I talk about numbers and metrics and policies and procedures near endlessly. The thing I don't mention, because it seems like we have an overabundance of it rather than technical rigor, is doing what you want. I didn't say do what you love, because passion is fleeting. It comes and goes. You may be doing this because you love Magic or Dungeons & Dragons, but you may have periods in your life where that passion flags and you think about ending the relationship. D&D 4 almost made me pack it in.
Doing what you want is a bit more low key. It means surrounding yourself with the type of product you want to sell. It means being around the type of customers who make you happy. It means choosing staff who enrich your life and help fulfill your vision. I had an employee I let go simply because he made me miserable. Every day my life was worse because he was in it. And you know what? I didn't want to do it any more, so I fired him and gladly paid his unemployment, simply because he was a black hole of human emotion.
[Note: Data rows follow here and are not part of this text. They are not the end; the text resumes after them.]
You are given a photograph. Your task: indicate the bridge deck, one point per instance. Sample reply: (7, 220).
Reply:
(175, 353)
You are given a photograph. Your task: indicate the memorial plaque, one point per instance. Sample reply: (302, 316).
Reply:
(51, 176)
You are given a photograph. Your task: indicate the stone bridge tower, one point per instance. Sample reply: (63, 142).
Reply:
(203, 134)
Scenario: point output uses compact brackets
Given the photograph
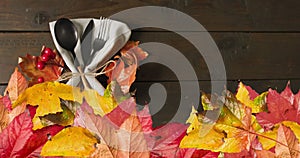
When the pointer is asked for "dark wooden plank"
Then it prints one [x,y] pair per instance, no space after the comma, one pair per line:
[14,45]
[215,15]
[246,55]
[2,89]
[165,111]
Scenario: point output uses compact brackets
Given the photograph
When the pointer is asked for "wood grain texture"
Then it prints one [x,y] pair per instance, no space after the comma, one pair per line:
[214,15]
[245,55]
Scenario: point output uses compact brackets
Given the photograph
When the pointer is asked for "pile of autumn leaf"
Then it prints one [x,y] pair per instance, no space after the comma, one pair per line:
[55,119]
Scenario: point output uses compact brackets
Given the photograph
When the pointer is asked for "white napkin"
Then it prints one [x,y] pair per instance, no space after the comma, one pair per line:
[119,34]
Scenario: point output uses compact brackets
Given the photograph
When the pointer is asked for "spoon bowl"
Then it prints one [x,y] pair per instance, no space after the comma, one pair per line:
[66,34]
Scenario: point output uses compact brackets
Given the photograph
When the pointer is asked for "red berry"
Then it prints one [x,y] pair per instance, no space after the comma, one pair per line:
[52,56]
[47,51]
[40,65]
[40,79]
[45,57]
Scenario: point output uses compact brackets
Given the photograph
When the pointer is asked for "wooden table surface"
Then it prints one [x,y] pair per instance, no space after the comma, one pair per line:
[259,40]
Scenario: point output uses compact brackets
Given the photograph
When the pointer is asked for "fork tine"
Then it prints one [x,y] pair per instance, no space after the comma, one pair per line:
[107,29]
[100,26]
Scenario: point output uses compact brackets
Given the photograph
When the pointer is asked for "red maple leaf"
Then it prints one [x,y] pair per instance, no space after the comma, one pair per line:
[281,107]
[51,72]
[19,140]
[126,65]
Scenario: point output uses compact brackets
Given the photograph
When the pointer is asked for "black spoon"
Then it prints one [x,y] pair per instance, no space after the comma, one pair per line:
[66,34]
[86,41]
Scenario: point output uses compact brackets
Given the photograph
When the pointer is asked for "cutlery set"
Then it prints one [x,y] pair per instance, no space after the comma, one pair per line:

Doing what you want also means taking the degree of risk that makes you happy. If you have trust issues, you may never hire more than an employee or two. That's fine. Own it. You're a one man shop. Maybe you get to go home and have dinner every evening and you don't have PPTQ bastards giving you one star reviews because your prize payout is crappy, because you don't run events.
If you really like systems and processes, you may never be happy until you have a half dozen stores. Everyone will tell you such an enterprise is a disaster, but it really means it would be disastrous for them.
When it comes to debt, I'm pretty miserable as we reach the half way point paying off our construction loans. I'm miserable because I like a dynamic environment where I can dodge and weave and have various initiatives in the works, all of which cost some money. I've got a white board with $20,000 worth of capital projects and I could easily add that amount just in inventory value without blinking. No money means I have less space to dodge and weave, even though my decisions will have long term positive effects. For me, slow and steady is maddening, but it might be just the thing for you.
So when you're reading my stuff, or getting advice from other store owners, you really need to weigh what they're saying against what you personally want to do. That's because this is generally a bad investment of time and capital. Your time is more valuable elsewhere, your money worth more invested differently. You will likely defer retirement and work many more years than if you had a conventional career. That means you better damn well enjoy what you're doing now, since you'll be doing it for quite some time while others are lying on their beach (if they don't die of stress related diseases from working for others first).